# Foggs Famous Sauce Milkyway



## Steyn777 (20/12/17)

I can't seem to find this juice anywhere. Any help please?


----------



## Silver (20/12/17)

Perhaps try Sir Vape @Steyn777


----------



## Rob Fisher (20/12/17)

Steyn777 said:


> I can't seem to find this juice anywhere. Any help please?

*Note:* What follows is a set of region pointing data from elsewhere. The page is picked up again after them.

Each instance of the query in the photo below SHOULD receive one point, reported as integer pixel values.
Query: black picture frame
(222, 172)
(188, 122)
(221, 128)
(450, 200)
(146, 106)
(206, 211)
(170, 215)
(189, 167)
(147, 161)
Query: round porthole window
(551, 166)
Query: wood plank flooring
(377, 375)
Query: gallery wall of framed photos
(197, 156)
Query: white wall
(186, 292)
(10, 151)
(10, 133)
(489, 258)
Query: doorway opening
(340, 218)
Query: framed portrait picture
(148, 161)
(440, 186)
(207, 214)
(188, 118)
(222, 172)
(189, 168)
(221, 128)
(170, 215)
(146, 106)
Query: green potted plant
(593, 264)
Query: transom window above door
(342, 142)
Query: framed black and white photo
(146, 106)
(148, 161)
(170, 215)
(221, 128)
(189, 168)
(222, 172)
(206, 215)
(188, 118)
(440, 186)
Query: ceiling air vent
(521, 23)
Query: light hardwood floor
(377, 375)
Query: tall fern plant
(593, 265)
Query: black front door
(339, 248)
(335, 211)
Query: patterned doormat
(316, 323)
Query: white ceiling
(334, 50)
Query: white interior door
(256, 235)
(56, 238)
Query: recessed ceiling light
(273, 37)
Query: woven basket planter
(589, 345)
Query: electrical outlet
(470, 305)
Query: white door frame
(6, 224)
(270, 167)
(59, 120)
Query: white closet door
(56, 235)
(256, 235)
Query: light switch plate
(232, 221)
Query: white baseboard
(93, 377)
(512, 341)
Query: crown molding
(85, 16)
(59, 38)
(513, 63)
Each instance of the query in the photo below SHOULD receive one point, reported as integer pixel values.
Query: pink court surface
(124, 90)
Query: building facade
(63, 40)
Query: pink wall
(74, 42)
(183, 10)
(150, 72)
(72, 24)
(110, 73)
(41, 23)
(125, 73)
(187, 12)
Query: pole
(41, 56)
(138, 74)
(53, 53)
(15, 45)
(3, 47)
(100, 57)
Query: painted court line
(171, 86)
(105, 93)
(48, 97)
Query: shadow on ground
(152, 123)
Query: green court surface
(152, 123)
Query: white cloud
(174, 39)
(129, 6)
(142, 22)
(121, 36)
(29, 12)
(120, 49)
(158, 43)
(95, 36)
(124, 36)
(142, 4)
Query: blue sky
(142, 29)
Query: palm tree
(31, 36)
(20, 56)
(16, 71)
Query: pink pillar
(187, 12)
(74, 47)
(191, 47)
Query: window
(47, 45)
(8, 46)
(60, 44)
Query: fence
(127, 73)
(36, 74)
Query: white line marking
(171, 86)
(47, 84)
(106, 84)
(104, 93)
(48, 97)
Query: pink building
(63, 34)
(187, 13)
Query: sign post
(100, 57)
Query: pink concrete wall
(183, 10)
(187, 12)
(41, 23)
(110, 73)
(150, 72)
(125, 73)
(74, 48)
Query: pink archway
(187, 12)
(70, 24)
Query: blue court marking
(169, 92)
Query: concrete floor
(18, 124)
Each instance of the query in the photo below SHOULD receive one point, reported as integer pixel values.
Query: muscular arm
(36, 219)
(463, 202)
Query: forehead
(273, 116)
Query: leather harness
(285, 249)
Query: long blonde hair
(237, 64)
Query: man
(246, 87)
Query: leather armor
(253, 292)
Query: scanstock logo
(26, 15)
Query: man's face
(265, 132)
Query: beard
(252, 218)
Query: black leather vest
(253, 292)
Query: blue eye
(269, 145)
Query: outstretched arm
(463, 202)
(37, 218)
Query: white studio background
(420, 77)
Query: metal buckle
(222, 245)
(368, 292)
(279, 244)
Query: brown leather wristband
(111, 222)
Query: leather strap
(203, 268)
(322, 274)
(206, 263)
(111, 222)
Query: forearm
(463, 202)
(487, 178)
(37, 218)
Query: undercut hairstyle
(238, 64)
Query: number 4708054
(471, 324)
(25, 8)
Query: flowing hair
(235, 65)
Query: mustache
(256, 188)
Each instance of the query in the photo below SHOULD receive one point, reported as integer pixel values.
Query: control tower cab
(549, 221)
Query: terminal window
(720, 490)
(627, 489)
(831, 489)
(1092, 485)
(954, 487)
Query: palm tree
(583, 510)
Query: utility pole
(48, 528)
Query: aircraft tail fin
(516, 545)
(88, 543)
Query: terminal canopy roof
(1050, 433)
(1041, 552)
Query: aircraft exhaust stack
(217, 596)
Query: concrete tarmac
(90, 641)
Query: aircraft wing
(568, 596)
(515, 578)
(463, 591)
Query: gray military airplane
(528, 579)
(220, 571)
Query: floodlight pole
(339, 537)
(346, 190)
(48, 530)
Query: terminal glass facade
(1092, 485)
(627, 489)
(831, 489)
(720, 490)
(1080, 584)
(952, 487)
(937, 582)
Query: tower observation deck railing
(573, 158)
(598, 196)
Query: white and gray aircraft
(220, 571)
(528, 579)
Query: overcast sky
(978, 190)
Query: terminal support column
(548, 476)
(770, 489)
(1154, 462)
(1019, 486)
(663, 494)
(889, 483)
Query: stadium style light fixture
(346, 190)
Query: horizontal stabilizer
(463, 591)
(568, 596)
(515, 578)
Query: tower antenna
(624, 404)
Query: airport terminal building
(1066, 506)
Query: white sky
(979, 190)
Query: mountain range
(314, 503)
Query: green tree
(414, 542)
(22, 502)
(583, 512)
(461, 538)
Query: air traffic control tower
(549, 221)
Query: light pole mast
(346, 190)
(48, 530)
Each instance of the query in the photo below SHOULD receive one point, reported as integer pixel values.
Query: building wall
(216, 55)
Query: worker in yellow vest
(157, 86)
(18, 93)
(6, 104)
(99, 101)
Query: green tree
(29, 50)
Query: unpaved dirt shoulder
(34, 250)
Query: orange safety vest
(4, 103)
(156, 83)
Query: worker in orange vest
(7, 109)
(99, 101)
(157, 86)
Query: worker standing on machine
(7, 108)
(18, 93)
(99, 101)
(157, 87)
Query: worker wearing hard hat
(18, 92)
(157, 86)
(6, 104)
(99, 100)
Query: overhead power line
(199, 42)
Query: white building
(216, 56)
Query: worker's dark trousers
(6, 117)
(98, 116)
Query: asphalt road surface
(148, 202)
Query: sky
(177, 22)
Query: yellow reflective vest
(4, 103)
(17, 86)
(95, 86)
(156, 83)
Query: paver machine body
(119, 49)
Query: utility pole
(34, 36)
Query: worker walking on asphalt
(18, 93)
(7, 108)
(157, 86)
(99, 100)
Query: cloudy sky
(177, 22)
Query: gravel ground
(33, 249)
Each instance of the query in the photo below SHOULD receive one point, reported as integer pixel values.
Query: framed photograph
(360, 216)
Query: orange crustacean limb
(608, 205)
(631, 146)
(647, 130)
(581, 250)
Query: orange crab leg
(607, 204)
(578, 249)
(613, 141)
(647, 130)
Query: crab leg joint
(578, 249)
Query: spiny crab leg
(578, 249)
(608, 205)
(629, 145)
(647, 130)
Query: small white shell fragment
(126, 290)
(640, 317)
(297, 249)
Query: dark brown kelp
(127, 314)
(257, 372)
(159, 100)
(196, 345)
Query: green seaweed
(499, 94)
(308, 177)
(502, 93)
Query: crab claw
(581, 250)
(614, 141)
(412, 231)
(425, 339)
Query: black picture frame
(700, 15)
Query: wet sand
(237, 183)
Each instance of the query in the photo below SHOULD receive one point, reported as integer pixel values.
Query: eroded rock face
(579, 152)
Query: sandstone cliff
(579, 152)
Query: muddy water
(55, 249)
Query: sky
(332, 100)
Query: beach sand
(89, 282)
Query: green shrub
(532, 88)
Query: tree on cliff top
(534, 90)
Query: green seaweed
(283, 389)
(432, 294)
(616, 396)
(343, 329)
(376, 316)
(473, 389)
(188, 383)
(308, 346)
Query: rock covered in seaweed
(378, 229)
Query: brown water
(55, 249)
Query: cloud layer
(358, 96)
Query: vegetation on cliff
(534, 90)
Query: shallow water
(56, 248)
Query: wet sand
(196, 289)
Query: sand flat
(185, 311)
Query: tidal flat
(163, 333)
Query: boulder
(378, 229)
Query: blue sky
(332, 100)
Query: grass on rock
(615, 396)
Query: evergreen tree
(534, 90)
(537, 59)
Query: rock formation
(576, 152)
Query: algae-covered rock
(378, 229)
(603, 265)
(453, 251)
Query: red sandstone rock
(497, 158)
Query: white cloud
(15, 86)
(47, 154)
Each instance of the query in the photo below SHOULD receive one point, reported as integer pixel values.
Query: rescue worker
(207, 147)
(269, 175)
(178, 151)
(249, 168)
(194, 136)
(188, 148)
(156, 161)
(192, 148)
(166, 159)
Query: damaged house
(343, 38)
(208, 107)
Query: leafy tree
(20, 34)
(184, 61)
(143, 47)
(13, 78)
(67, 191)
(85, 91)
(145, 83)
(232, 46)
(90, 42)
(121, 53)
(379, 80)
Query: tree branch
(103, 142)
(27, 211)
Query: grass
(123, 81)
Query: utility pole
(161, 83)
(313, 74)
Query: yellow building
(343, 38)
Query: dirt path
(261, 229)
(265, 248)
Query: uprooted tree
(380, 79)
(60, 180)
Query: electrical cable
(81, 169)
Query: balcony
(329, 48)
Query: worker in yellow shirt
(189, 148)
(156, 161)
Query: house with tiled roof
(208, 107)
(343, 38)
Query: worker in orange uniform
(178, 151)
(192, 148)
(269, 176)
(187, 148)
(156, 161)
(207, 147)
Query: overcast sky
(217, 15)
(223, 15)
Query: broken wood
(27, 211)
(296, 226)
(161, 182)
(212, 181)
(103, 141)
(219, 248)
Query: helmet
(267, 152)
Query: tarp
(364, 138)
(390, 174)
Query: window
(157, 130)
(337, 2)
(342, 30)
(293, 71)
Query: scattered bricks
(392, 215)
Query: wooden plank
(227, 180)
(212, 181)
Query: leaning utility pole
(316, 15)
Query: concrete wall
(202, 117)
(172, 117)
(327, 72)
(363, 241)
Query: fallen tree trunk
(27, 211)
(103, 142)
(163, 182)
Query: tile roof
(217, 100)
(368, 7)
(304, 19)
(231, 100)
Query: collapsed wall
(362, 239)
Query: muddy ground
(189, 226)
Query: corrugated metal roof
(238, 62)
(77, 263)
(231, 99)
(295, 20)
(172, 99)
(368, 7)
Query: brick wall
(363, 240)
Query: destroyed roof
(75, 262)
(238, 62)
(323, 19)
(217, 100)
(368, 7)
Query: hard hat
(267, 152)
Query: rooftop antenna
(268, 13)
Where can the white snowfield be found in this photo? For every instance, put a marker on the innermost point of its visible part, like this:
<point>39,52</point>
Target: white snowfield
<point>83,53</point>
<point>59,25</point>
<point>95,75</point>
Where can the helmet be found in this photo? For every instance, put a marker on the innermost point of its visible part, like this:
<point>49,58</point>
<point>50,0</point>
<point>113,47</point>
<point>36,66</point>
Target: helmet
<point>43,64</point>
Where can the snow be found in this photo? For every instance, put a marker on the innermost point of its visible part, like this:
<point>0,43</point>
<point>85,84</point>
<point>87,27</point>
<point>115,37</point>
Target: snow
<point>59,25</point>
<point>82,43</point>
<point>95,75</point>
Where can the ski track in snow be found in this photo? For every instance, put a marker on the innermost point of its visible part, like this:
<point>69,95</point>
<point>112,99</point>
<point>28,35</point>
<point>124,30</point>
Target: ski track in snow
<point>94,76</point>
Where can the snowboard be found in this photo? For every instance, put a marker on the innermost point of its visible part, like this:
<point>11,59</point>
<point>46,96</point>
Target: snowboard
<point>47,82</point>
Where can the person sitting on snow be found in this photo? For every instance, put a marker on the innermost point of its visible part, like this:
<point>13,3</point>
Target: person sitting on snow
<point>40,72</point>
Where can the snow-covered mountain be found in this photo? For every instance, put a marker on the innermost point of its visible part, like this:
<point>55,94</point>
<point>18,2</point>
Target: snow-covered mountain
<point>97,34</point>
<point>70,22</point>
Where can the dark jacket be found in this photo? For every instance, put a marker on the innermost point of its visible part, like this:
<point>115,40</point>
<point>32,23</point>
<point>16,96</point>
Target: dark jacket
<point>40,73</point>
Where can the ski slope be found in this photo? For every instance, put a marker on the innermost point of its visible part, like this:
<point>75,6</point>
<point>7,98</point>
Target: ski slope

https://www.sirvape.co.za/collections/foggs-famous-sauce/products/foggs-the-milky-way-30ml-1

Reactions: Like 1


----------



## Steyn777 (20/12/17)

Thanks guys, was looking for something a bit bigger than 30ml but beggers can't be choosers I suppose. Lol


----------



## Silver (20/12/17)

Give them a call @Steyn777 
Maybe they can help you out


----------



## Sir Vape (21/12/17)

Steyn777 said:


> Thanks guys, was looking for something a bit bigger than 30ml but beggers can't be choosers I suppose. Lol



120ml's in Milky Way will be available next year

Reactions: Like 1 | Winner 1


----------



## Steyn777 (21/12/17)

Now that is awesone newsm thanks for informing me...will hang tight for a couple of weeks.

Reactions: Like 1


----------